Overcoming the crisis requires not only reconstruction but transformation. The main transport system around the world is based on the gradual destruction of the planet’s habitability. If we don’t want to get to that point, we need to start to change now. The automobile industry must make the transition to electric mobility easier. The sources of energy of electric mobility are renewable–green hydrogens. Today, it’s much cheaper to live in a town than a city. Since many companies are OK with telework now, they can change the model of how people relate to nature.

It’s a Moment of Change

The world we knew is over, and it's not a curse or a sentence. It will always depend on what we do as humans. Telework and the fact that almost all our interactions are digital prove it, although I think it would be best to develop social interaction along with the ability to build relationships on digital networks. We started a speedier digital transition than we expected. With that, many established norms have to be reconsidered; for example, workers’ rights and control of digital networks.
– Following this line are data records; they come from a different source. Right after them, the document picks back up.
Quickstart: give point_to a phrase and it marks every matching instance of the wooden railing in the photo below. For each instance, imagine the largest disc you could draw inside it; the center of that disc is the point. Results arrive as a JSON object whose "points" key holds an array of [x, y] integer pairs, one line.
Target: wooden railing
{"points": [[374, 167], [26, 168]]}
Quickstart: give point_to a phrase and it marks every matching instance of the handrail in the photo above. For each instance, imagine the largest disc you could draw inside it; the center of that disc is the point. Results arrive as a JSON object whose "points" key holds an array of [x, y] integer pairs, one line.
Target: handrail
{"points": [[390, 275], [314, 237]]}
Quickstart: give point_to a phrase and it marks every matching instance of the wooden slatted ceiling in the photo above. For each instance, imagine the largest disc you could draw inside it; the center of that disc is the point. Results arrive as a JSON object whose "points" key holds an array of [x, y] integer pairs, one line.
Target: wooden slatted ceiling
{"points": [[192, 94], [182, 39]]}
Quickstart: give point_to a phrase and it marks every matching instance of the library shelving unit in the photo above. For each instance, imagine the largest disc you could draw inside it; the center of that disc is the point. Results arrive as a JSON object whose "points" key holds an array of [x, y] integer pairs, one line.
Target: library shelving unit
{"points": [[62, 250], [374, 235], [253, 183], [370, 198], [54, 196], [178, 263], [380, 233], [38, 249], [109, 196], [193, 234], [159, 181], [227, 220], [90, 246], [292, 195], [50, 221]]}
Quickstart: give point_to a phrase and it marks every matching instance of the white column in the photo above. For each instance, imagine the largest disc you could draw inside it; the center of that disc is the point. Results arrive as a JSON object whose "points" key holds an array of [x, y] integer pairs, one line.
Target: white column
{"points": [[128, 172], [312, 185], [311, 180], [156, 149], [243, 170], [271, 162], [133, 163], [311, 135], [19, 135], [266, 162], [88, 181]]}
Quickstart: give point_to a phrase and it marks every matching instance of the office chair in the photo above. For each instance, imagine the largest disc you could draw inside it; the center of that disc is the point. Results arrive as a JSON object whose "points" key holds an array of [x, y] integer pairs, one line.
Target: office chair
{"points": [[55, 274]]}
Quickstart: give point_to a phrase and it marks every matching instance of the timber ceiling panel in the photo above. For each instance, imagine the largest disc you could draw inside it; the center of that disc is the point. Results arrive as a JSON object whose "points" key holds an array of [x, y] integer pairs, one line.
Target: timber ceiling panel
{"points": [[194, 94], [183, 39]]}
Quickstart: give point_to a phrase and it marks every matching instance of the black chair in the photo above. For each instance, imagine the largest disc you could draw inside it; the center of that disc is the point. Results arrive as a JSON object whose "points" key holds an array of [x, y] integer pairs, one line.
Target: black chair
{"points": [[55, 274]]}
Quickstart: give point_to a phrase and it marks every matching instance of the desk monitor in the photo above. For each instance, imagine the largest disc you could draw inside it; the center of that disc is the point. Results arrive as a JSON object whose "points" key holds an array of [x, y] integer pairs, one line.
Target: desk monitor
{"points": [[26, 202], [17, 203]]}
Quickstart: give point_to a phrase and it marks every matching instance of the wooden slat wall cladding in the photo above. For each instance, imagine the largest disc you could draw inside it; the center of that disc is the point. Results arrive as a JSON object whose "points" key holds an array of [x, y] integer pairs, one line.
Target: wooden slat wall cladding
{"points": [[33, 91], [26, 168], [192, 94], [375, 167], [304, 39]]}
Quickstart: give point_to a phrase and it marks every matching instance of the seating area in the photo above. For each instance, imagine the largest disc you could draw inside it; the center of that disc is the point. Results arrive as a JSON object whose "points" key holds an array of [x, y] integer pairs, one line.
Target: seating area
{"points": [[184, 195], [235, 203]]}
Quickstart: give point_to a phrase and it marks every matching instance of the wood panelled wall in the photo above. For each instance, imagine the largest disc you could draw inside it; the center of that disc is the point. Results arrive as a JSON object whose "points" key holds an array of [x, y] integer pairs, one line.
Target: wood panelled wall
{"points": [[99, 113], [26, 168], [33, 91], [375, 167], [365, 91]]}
And there’s more. It’s clear that the core of society is public health. However, the most important geopolitical change taking place in the world is the United States’ heightened supremacy crisis and the increased influence capacity of Asian models. It’s a huge change. And then there’s the fundamental change, which is becoming aware of what we didn’t consider important–ties with family and friends, what I call “the society of hugs”. We will value hugs, being with people and partners, going to the supermarket and meeting up with someone more than before. We are in a complete dichotomy between solidarity and individualism; we are at a crossroads. Our existence was on autopilot. Now, we must take the steering wheel.

Social Movements

We must distinguish between social movements as mind-transforming practices and political action movements through the state. The movements that really transformed the world weren’t the ones that tried to destroy the state. Those were revolutionary movements, and they were fundamental in history. However, social movements are something else. Their importance lies in the spread of cultural values. The change of minds then translates into political changes. Where there is exploitation and domination, there is resistance. Otherwise, ours would be a hopeless history. There are social movements because democratic institutions don’t allow for the full expression of popular demands.

Colombia had generations linked to a violent opposition that destroyed the democratic channels. There clearly was a collective suicide represented in an endless war. Social movements disappeared, but social problems didn’t. For that reason, they will exist until there are institutional expressions that voice the demands for social justice. Colombia isn’t a poor country; it’s an unjust country. Social movements can and must change minds and procedures. They must make the left in the system really be the left. They must make it take on popular demands and not let it be a complete prisoner of ruling interests, even if it respects the rules of democracy. We know that when a social movement without political instruction reaches power, it is a dictatorship; not a dictatorship of the current but of the former working class.